Systems securing new forms of money and apps.
When comparing blockchains, we should focus on relative security.
By ‘using PoW to make changes to the ledger difficult’, Satoshi eliminated trust and introduced an external cost for any would-be attacker.
(quote: hackernoon.com/peter-todd-on-…)
As the price of BTC increases, the value of the block reward increases.
As potential rev incs, more hash rate comes online chasing profit.
As the price falls, some mining biz models fall into the red, and more hash moves offline to save costs.
The higher the price, the more expensive to 51% attack the network (buying & staking enough tokens).
Low value chains should not be used w large amts of wealth or valuable apps.
Billions of $ should not be secured on a system that I can break w millions of $.
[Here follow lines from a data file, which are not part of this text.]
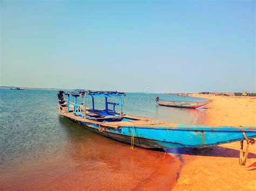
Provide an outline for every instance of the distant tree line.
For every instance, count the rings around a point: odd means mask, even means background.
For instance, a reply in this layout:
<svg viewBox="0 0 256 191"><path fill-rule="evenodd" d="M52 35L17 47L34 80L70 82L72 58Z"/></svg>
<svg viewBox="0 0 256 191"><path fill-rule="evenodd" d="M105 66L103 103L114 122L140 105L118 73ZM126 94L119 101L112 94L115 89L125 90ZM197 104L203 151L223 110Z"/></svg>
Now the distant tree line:
<svg viewBox="0 0 256 191"><path fill-rule="evenodd" d="M246 96L256 96L256 93L246 93ZM235 96L241 96L242 95L242 93L240 92L235 92L234 95Z"/></svg>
The value of any wealth stored should be compared to the attack cost.
For ‘low value use cases’, perhaps the security model is less important.
If I was going to bet > $1m tho, I would be extremely conscious of risk.
The chain’s security model, the dapps code, the miners, etc. are all threats to my wager.
I actually wish more small & insecure networks were attacked to accelerate this awareness.
The increased price will lead to increased security.
From there, eventually usage, liquidity, & network efforts will compound on each other.
Sidechains, layer 2 systems, etc. will make the ‘differentiating features’ of alternate chains less & less relevant.
1 most valuable & thus secure chain would accumulate ~ all wealth & valuable apps.
A less valuable chain secured by both PoW & PoS could be much more expensive to 51% attack than a more valuable chain secured by 1 or the other.
Or will we see several security models & at least somewhat valuable chains?
Will we have 1 leading hybrid PoW & PoS chain that dwarfs the security of either?
Perhaps this chain could host more ‘low value use cases’ where decentralization is not as important as something like speed or fees (for ex. a gambling dapp with a very low bet limit).